The upshot of that situation is this: Because of the spending power of the so-called outside salaries, housing overall in Washington County is more costly. To folks barely making it on service-job wages, that means far fewer places to live.
Those findings are contained in a University of Minnesota Extension labor study that cuts to the heart of County Board concern over job creation and retention. Washington County, while having returned to prerecession levels of employment, is showing deficiencies in critical areas of economic development.
"It seems to me we have a lot of jobs available, but they don't pay very much," Commissioner Gary Kriesel said at a workshop last week to further examine the issue.
Adeel Ahmed, who conducted the study, said the county has more service jobs than the national average. The retail sector, powered by Woodbury's large commercial districts, accounts for more than half of those jobs.
Overall, from 1990 to 2012 — the period measured — Washington County added 24,314 jobs overall, Ahmed said. About 8,700 of those had nothing to do with efforts in the county to create jobs but resulted from the nationwide recovery from the recession, he said.
But the county also lost 1,300 manufacturing jobs in the same 22 years in large part because many companies added efficiencies that required fewer workers; others outsourced jobs, he said.
The average weekly wage paid in Washington County has risen to about $800, an increase of about $100 a week since 2000. The current metrowide average weekly wage is about $1,100 a week, the Extension study found.
Ahmed's presentation to the County Board didn't delve into specifics. He told commissioners that further research could be done once the county decided its strategy for economic development.
Commissioners have wanted stronger county government involvement in economic development, but they've debated how much they should try to influence business growth, and in what fashion. They've already agreed that it's the private sector that drives the economy, and also that they won't try to duplicate the work of cities and public agencies.
The second part of last week's workshop involved an ongoing discussion with consultants from Springsted Inc., the firm hired to help the County Board formulate its economic development strategy.
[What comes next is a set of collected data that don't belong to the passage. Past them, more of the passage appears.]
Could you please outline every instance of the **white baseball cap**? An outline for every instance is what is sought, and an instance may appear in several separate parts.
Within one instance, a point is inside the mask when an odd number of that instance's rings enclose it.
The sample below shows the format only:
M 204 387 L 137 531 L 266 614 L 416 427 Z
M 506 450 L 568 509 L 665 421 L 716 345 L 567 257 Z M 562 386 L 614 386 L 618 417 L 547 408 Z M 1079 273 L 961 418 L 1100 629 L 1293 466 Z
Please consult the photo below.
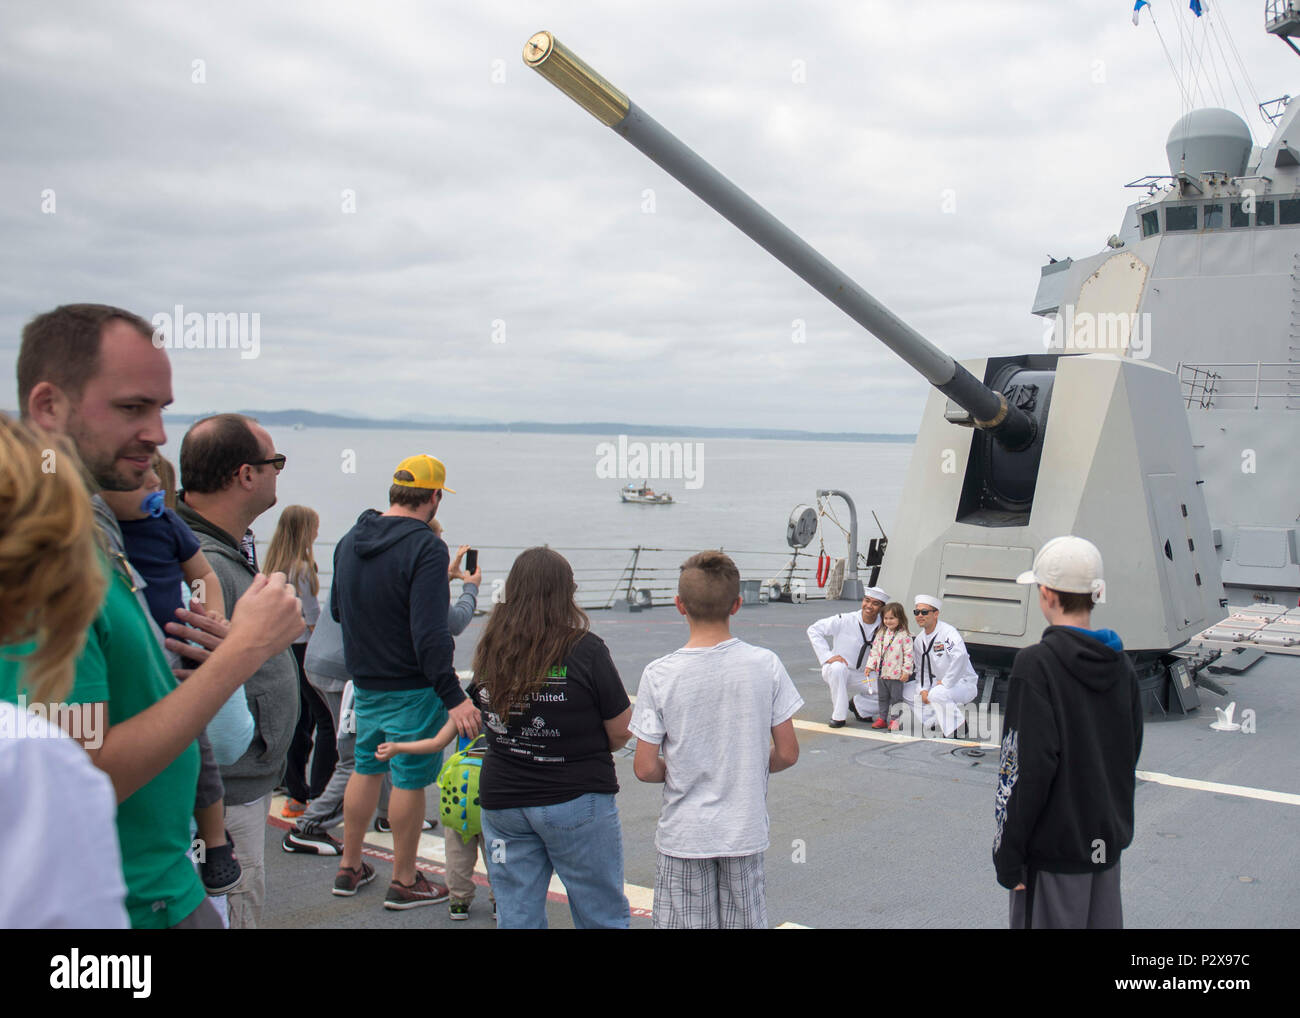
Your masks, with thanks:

Recommendations under consideration include pursuing transit options, enabling countywide high-speed broadband fiber networks, helping to create a pool of money for acquisition of rights of way and other land for unanticipated economic development projects, and exploring development of a revolving loan program for business support.
"Make some good short-term decisions and the long-term strategies will come," Dave Unmacht, of Springsted, told commissioners.